Fort Cobun at Grand Gulf, MS and Osage Oranges

Av and I have been to Grand Gulf, MS (Google Maps doesn’t recognize Grand Gulf. Grand Gulf is between Vicksburg and Port Gibson – there is a sign on the highway that will show you where to turn.) before, and decided to visit again last week since we were going close to it, from Vicksburg to Baton Rouge. I really wanted to see if the osage orange trees were okay, since the hurricane had brought down so many trees.

Abandoned Church, Fort Cobun - Grand Gulf, MS

Isn’t this abandoned church so pretty?

Osage Orange at Fort Cobun, Grand Gulf MS
Here’s one of the osage oranges. Some people call them hedgeapples, and others call them ‘brain fruit’ because of their texture (closer shot below):

Close-up, Osage Orange, Fort Cobun, Grand Gulf MS
…and they’re such an odd color! Up until earlier this year, when we first visited Grand Gulf, I had never seen one! I only figured out what they were called when I did a Google search.

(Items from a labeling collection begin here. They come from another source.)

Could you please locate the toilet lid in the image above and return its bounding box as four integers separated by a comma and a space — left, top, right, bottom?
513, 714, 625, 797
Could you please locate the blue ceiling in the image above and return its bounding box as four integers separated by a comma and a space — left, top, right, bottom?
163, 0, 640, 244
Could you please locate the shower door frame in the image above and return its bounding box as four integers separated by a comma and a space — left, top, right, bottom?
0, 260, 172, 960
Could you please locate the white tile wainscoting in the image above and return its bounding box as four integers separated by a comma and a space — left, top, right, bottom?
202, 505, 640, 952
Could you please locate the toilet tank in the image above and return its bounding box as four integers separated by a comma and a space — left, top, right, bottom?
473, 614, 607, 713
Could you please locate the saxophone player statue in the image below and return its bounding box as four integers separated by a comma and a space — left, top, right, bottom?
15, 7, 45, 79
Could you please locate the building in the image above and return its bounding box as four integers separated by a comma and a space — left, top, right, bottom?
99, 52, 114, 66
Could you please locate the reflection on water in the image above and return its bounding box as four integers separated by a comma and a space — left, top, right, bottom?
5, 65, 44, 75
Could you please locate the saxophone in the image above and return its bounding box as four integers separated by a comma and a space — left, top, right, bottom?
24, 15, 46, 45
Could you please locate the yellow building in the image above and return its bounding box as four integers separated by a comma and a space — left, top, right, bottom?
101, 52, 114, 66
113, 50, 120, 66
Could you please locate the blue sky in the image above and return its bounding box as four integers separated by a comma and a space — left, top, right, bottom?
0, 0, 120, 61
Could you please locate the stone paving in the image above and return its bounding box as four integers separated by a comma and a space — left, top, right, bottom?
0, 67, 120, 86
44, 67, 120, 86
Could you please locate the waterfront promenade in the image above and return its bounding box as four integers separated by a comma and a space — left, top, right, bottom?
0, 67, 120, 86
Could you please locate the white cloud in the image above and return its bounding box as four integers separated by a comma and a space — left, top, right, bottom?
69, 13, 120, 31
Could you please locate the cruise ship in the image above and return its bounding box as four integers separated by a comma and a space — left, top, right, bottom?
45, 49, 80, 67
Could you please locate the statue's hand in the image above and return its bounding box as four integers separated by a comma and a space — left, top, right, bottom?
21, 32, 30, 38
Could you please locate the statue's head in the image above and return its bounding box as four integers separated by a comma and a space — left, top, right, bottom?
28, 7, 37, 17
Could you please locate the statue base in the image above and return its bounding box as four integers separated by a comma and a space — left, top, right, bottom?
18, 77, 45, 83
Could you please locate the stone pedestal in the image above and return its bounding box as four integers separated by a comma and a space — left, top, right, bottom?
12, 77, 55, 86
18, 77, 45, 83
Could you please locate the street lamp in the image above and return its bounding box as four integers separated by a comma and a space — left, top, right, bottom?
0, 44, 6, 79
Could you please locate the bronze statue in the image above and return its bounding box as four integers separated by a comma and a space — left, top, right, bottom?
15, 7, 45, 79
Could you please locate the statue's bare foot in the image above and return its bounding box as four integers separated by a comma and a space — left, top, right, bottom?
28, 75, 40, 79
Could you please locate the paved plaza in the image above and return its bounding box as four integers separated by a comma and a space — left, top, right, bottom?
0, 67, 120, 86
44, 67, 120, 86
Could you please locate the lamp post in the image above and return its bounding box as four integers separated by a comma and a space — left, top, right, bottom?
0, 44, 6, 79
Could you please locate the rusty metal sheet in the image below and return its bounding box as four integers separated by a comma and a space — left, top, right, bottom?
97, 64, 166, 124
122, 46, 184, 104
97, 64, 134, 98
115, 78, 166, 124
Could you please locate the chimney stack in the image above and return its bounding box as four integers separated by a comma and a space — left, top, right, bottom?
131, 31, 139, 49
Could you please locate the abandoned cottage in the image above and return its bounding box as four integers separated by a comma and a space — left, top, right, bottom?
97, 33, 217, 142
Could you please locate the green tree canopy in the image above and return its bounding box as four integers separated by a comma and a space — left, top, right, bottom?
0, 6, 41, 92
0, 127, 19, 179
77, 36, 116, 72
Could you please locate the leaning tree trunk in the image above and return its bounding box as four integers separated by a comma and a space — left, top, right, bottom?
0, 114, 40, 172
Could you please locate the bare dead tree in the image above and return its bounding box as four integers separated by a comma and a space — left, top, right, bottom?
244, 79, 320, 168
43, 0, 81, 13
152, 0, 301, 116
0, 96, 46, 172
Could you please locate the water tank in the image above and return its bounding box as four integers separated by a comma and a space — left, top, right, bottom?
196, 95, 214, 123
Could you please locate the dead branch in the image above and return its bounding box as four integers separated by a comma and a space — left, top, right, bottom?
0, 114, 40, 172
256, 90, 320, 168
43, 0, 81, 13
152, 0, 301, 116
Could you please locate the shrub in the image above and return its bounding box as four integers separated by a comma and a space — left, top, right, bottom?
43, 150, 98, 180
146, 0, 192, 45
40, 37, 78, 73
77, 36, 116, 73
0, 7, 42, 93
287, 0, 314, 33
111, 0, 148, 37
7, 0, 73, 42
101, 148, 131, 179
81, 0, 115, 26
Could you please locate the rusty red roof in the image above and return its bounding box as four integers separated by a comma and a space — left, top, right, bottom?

There was a historic sign with the history of Grand Gulf:

The town of Grand Gulf began in the 18th century as a small British settlement. By 1828 it had grown to a village of three stores, one tavern, and several houses. There was a stage line to Port Gibson and steamboats stopped at its wharves. Incorporated in 1833, Grand Gulf received its name from a large whirlpool formed as the Mississippi River struck a great rock formation. By the late 1830s Grand Gulf had become an important port and trading center with seventy-six city blocks and about 1000 people. Grand Gulf’s decline began in 1843 with a yellow fever epidemic. In 1853 a tornado devastated a large portion of the town. Yellow fever and cholera epidemics resulted in further population losses. To make matters worse, the Mississippi River changed its course and began eating into the land on which the town was built. Between 1855 and 1860, fifty-five city blocks were destroyed by the river. By 1860 only one hundred fifty-eight lived there. During the Civil War, Federal troops and gunboats destroyed the remainder of the town. The town was never rebuilt after the war and today even the river has deserted what was once a bustling river port. All that remains are a few antebellum buildings scattered along what was once the outskirts of the town.